Atomically dispersed iridium catalysts on silicon photoanode for efficient photoelectrochemical water splitting

February 8, 2023

Title

Atomically dispersed iridium catalysts on silicon photoanode for efficient photoelectrochemical water splitting

Author

Sang Eon Jun, Youn-Hye Kim, Jaehyun Kim, Woo Seok Cheon, Sungkyun Choi, Jinwook Yang, Hoonkee Park, Hyungsoo Lee, Sun Hwa Park, Ki Chang Kwon, Jooho Moon, Soo-Hyun Kim & Ho Won Jang

Year

2023

Journal

Nature Communications

Abstract

Stabilizing atomically dispersed single atoms (SAs) on silicon photoanodes for photoelectrochemical-oxygen evolution reaction is still challenging due to the scarcity of anchoring sites. Here, we elaborately demonstrate the decoration of iridium SAs on silicon photoanodes and assess the role of SAs on the separation and transfer of photogenerated charge carriers.
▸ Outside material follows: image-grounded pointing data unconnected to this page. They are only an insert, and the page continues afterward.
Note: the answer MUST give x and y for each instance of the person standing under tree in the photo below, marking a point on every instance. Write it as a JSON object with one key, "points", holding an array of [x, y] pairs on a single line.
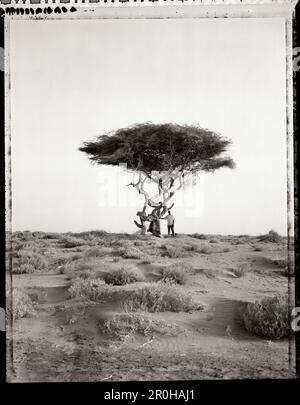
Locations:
{"points": [[170, 222]]}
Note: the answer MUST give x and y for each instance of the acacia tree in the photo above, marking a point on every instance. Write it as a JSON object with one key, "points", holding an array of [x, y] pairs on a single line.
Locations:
{"points": [[164, 154]]}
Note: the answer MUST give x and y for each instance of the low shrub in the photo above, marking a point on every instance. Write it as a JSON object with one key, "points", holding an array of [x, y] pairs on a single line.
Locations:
{"points": [[71, 242], [272, 237], [198, 236], [174, 251], [27, 261], [268, 318], [160, 297], [173, 274], [122, 325], [257, 248], [240, 270], [87, 288], [120, 277], [205, 249], [20, 305], [97, 251], [130, 253]]}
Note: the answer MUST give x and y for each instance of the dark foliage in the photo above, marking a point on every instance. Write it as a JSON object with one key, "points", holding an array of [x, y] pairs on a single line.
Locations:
{"points": [[160, 147]]}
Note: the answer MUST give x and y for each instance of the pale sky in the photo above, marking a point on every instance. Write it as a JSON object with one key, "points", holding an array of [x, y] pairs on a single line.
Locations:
{"points": [[73, 80]]}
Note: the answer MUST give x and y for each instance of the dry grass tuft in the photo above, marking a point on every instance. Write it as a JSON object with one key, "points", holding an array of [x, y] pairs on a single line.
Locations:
{"points": [[160, 297], [120, 277], [122, 325], [268, 318], [21, 305]]}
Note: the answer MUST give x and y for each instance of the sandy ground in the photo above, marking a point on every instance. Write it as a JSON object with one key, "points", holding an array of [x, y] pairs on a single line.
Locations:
{"points": [[64, 340]]}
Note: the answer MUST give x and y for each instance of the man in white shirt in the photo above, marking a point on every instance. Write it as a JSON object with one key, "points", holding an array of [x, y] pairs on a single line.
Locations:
{"points": [[170, 222]]}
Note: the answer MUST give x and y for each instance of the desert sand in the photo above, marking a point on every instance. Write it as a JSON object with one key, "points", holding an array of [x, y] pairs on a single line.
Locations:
{"points": [[66, 337]]}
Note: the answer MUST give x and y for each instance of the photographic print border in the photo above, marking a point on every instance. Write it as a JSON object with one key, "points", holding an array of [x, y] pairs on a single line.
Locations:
{"points": [[161, 9]]}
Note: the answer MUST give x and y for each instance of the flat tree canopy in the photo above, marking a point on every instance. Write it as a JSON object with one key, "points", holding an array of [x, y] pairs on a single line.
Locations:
{"points": [[161, 147], [163, 154]]}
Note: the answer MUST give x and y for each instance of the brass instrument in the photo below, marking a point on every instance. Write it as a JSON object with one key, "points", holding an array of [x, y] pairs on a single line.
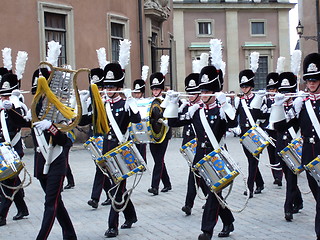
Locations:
{"points": [[62, 83]]}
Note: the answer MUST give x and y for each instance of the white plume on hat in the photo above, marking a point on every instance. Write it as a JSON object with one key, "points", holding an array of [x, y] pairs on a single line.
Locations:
{"points": [[254, 61], [164, 64], [54, 50], [144, 72], [7, 59], [21, 61], [124, 53], [102, 57], [280, 65], [216, 53], [295, 62]]}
NiO/Ni thin film, an active and highly stable catalyst, is capable of embedding the iridium SAs in its lattices by locally modifying the electronic structure. The isolated iridium SAs enable the effective photogenerated charge transport by suppressing the charge recombination and lower the thermodynamic energy barrier in the potential-determining step. The Ir SAs/NiO/Ni/ZrO2/n-Si photoanode exhibits a benchmarking photoelectrochemical performance with a high photocurrent density of 27.7 mA cm−2 at 1.23 V vs. reversible hydrogen electrode and 130 h stability. This study proposes the rational design of SAs on silicon photoelectrodes and reveals the potential of the iridium SAs to boost photogenerated charge carrier kinetics.

Instrument

V-770

Keywords

catalysts, silicon, Sas,